Притормаживая, как только мог, цепляясь за прутья ограды, я пытался успокоить Петю:
– Что ты, что ты, Педрюша! Зачем бисер метать перед крокодилами?
– Не в том дело! – ярился Петя. – Он думает – мы побоимся этой хреновой Эрендиры! А мне и на Куатемока – начхать! Плевать я хотел на ихних крокодилов вообще! Пойдем! – И он отважно шагнул в загон, таща и меня за рукав.
Как только мы проникли в их владения, крокодилы, будто магнитные стрелки, разом обернулись к нам, приоткрыв пасти. Куатемок даже слегка подался вперед, отодвинув Эрендиру.
В их движениях обнаружились неожиданная легкость и стремительность. На кривых коротких лапах, приземистые, они напоминали две гоночные машины с низкой посадкой на старте скоростного заезда. До этой милой супружеской пары оставалось метров двадцать. Я отпрянул назад, к дверце, а Петя, еще не остывший от патриотизма, орал, замахиваясь серебристым шлемом:
– Что, хари, скалитесь? Русских не видали?
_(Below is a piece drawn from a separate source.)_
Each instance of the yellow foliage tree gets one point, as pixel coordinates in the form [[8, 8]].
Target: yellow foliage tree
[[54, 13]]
Я вам покажу Кузькину мать! Я вам рыла-то начищу!
Куатемок с Эрендирой щурились на Петю, как бы прикидывая, всерьез он все это, или – так…
– Точно говорю – начищу! – уверял Петя, не предпринимая, впрочем, никаких действий.
Ситуация смахивала на затянувшийся политический конфликт, на холодную войну. Обругав крокодилов, выпустив, как говорится, националистический угар, Петя начал ретироваться. Но тут его перехватил Хуан.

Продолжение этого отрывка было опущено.